Stay brave, friends.

Things I’m Verbing: Direct action, dirty hands and Asian-Americanness

Throughout my life, I have frequently had to yell at New Yorkers to stop writing, talking and behaving like 1) New York is the only real place on earth and 2) everyone knows and 3) cares about every little New York thing that’s happening in New York at any given second. But I have to indulge in this amazing story that will fill your heart with joy if you are in the know: We can now get Big Gay Ice Cream in grocery stores and indulge in the comforts of our own homes.

And hey, this isn’t entirely New York-centric — the pints are also coming to Philadelphia!

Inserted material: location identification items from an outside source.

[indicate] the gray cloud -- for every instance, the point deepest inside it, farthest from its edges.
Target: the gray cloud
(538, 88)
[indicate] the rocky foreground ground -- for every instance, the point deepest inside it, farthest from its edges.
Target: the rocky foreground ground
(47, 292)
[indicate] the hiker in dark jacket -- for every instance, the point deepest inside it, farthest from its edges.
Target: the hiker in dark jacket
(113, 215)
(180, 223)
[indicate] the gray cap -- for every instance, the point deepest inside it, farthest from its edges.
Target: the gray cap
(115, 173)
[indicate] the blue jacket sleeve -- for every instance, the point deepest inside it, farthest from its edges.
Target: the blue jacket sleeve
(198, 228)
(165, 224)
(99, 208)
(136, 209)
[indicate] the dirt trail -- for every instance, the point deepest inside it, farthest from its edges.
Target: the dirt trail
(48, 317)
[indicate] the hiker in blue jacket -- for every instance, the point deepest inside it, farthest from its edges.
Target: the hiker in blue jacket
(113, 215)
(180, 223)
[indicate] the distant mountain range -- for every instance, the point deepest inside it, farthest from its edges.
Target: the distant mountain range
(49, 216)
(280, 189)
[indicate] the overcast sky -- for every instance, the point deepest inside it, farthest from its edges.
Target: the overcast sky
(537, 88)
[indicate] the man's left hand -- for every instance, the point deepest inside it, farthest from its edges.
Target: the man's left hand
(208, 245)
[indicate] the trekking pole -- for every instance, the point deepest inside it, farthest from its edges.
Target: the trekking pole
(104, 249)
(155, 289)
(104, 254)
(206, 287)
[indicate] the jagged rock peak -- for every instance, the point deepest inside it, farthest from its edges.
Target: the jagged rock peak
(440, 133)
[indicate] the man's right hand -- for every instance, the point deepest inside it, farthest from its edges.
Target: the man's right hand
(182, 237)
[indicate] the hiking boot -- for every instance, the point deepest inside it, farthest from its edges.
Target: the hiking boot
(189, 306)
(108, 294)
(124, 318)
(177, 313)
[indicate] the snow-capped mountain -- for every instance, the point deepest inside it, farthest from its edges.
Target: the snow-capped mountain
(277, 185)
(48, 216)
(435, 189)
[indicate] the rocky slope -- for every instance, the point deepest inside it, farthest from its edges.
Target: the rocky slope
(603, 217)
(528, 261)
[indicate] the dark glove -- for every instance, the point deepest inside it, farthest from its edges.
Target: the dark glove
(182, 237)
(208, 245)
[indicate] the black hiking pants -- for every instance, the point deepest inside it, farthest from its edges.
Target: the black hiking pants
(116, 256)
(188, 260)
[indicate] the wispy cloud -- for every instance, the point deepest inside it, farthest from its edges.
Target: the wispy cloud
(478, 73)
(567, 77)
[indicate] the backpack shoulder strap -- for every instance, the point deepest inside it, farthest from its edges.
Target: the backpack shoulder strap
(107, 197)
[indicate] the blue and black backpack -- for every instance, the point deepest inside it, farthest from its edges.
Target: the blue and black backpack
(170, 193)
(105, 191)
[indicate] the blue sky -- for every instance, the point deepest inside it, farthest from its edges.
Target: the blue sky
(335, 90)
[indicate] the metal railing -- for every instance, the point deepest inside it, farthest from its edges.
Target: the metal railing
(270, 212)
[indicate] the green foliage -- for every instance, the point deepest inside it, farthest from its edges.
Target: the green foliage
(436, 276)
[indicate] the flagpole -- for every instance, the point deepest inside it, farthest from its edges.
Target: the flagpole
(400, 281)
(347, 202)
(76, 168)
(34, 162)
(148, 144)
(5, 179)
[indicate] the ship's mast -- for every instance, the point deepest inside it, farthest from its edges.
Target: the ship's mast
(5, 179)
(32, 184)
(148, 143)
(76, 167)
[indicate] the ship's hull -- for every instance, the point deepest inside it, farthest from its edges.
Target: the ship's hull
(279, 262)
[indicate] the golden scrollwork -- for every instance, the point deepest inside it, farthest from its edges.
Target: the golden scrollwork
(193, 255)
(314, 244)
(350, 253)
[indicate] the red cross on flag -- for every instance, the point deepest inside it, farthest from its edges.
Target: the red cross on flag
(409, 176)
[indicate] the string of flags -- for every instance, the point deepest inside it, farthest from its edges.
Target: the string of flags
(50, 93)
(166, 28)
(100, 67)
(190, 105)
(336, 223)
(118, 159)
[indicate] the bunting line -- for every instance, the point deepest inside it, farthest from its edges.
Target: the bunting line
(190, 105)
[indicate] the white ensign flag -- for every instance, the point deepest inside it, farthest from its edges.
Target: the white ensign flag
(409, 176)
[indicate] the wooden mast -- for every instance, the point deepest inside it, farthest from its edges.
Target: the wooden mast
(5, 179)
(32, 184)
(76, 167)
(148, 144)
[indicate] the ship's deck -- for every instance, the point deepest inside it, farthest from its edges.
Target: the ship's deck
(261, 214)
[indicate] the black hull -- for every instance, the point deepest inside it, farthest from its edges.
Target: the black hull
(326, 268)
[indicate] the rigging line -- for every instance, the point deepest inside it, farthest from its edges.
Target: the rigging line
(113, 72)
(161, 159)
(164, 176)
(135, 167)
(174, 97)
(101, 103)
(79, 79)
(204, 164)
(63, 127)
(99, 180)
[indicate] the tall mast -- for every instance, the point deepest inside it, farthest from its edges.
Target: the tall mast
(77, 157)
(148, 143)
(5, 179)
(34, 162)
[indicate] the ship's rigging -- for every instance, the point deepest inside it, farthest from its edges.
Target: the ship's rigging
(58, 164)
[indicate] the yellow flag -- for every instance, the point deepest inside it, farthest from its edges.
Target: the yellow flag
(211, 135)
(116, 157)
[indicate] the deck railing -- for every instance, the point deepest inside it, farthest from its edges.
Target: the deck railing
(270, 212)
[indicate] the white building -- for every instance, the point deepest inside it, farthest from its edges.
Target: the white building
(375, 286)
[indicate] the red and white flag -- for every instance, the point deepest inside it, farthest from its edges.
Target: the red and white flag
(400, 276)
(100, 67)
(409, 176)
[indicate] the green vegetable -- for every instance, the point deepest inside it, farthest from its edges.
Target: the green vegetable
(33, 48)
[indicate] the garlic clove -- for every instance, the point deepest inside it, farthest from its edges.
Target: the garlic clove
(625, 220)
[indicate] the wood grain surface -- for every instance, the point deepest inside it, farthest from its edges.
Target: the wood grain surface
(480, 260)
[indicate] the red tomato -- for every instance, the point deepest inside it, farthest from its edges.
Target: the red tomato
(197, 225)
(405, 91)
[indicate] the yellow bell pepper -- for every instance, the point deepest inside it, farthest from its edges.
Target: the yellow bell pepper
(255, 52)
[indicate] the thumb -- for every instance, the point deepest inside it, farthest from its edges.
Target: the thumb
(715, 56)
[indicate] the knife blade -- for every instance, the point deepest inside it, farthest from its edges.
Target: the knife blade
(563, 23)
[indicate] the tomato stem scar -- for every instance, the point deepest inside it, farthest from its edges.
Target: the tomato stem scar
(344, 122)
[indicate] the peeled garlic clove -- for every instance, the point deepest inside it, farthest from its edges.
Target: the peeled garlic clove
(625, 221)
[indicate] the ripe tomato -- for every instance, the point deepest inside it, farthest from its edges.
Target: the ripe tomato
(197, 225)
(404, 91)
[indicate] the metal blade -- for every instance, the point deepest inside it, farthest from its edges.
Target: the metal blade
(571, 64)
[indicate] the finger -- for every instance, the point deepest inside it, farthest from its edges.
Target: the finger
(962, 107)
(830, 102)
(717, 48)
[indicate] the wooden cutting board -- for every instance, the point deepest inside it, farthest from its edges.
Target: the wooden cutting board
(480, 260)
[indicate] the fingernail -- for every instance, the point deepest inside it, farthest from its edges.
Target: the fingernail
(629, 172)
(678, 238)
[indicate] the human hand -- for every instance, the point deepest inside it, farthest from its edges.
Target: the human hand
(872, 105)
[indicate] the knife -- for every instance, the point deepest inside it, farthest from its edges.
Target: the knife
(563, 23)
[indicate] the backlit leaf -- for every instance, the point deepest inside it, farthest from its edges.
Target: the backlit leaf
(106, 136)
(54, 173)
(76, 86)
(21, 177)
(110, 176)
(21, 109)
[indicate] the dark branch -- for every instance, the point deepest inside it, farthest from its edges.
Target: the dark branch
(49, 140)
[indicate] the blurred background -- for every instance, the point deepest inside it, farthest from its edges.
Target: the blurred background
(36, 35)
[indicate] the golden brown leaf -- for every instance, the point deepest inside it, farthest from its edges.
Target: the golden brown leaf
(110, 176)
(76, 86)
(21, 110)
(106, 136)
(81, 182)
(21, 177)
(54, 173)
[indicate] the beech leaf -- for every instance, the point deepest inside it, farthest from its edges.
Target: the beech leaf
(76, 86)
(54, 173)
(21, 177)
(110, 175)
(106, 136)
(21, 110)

Okay, on to the real stuff.

  • A trio of incredible reporting and writing on Asian-American experiences.
    • First, 99 Percent Invisible did an episode about Manzanar, the World War II internment camp where American citizens of Japanese descent were rounded up and imprisoned in the name of national security. Honestly, I wept listening to this. The text and photographs that accompany the podcast are worth seeing on their own, but there’s always something so haunting about actually hearing oral histories.
    • For Catapult, Vanessa Hua reflects on her feelings of being “out-Asianed” at a San Francisco spa.
    • At the Nib, Malaysian-American cartoonist Shing Yin Khor asks, “What Would Yellow Ranger Do?” There is a straight line between Manzanar and the “innocent” racism she describes in this comic.
  • Meanwhile, the Atlantic‘s Adrienne LaFrance tells us how not to write about Hawaii.
  • From the Chicago Reader, KT Hawbaker-Krohn writes about protest as self-care, and why direct action feels better than consumerism. Pair her exploration of toxic masculinity and rape culture at the University of Iowa with Jess Zimmerman’s “Why Is Male Anger So Threatening?” for Dame.
  • I’m reconnecting with my love of stories about sustainability, which has, inevitably, brought me to the great Civil Eats. This article examines Letters to a Young Farmer, and what farming (speaking of direct action) means both timelessly and in the present.
  • Writing for American Anthropologist, Jonah Rubin deconstructs a viral image about media bias and news literacy, and what extreme political views actually mean about those who hold them. Follow up with famed/respected media critic David Carr’s syllabus for his “Press Play” master class on understanding the news.

Stay brave, friends.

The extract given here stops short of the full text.